Anyway, the first thought in my head upon reading the question isn't nearly as traumatic as most who have written so far are, but it comes quickly to mind nevertheless. It was a movie I watched with my parents at a drive-in theater (how many of you remember those?), I don't remember how old I was. It was a Titantic knock-off, but I didn't know it then, about a passenger ship in the Pacific which mananged to get a hole in it and start sinking. The story, of coarse, was about two lovers as they work their way to the top to jump overboard into much warmer waters. As I remember, the movie ended with them going overboard, there were no mention of sharks in the water.

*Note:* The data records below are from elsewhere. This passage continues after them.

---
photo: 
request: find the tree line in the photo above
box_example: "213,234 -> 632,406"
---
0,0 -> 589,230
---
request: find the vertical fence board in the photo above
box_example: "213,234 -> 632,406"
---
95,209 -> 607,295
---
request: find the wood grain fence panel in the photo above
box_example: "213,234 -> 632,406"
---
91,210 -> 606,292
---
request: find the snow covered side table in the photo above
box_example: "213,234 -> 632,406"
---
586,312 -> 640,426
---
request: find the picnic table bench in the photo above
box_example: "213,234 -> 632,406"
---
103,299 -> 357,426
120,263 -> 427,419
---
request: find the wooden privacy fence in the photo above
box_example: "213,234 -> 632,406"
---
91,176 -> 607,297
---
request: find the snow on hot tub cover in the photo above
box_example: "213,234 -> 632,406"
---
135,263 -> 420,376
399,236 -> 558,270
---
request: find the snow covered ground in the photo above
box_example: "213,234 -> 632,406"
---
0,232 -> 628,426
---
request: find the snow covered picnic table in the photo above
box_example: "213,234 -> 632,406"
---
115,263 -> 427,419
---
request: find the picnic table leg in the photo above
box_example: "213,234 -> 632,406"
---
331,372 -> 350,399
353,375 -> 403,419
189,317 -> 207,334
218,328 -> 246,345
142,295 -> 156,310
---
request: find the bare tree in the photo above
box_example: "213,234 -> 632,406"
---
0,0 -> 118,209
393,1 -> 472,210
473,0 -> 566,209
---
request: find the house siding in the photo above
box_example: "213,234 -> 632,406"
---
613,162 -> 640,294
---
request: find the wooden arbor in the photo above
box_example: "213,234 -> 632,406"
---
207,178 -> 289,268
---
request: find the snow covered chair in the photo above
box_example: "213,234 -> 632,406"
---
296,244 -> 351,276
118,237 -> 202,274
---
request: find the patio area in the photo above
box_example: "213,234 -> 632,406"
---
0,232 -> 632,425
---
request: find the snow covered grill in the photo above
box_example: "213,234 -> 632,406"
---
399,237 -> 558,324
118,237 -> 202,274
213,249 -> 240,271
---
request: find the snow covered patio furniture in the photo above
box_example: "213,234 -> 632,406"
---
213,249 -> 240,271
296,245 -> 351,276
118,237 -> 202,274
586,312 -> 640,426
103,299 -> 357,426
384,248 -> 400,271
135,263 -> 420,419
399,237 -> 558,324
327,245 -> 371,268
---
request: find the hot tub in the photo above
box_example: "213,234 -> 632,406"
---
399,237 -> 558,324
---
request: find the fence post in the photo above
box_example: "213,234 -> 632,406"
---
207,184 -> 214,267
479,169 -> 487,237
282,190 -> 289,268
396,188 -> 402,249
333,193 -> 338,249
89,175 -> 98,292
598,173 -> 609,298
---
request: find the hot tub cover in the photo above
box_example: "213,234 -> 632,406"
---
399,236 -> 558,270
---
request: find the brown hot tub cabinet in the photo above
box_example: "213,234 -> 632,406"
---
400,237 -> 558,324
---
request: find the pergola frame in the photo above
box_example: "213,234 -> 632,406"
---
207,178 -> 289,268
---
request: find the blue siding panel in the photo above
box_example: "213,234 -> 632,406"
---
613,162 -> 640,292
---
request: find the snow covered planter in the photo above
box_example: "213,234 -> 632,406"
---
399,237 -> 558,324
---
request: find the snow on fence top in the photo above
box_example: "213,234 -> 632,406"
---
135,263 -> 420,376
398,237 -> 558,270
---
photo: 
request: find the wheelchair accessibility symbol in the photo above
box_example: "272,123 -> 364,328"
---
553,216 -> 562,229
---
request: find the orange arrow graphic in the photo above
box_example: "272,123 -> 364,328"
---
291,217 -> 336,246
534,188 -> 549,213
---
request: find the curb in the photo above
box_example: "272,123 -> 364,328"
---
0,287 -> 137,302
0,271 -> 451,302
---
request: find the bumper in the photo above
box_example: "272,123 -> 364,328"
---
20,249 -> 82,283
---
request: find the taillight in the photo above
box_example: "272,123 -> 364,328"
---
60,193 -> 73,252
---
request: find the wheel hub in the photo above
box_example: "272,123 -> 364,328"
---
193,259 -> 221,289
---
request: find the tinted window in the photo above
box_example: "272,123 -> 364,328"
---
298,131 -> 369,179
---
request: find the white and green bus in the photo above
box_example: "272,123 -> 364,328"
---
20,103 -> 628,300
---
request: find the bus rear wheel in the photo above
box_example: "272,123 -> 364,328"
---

It is the sense of hopelessness and helplessness that haunts me to this day. The fear that invoked kept me out of the Navy and off boats which went further out than I could swim back for a very long time. I got over it though and cruise quite a bit.
Yeah the scariest movie I watched was at seven years old. My aunt let us watch Critters. I didn't sleep for a week and for years later I used to have to jump from my bed to the door to avoid the imaginary grabby things under the bed in the dark....
Seeing my best friend hit and killed by a car is by far my worst memory of childhood.
When I was 8 my dad dropped dead right in front of me and my mom went to pick up the phone and I asked her who she was calling and she was so freaked out, she said "I'm calling Daddy." I was confused, still remember it like it was yesterday and it was 52 yeas ago.
Dad was a shop keeper. I was sitting in the van while dad was delivering some groceries. My sister was acting the goat and decided to take the handbreak off. The van went freewheeling down a railway banking of some 25 feet. It was scary though thankfully no-one was injured.
I still remember the day when i was chased by a big dog and i had 10 years.
And today i am still afraid of dogs!
I was sleeping on the top bunk bed. I saw a man in a white painter's trousers and hat climb through the dining room window and walk over to my bunk bed. Of course this was impossible. The dining room was on the other side of the house and not visible from our bedroom.
Visiting the grave of my granny's sister in the middle of the night every year on the 1st of November (the night of dead), who was killed during the war (the factory she worked was bombed). She was just seventeen years old but the most horrifing memory for me was the knowledge that the only thing of hers they found after the bombing was the part of her finger with the ring attached that her family recognized. That was the only thing burried in the grave and I have had many nightmares seeing that finger in the grave.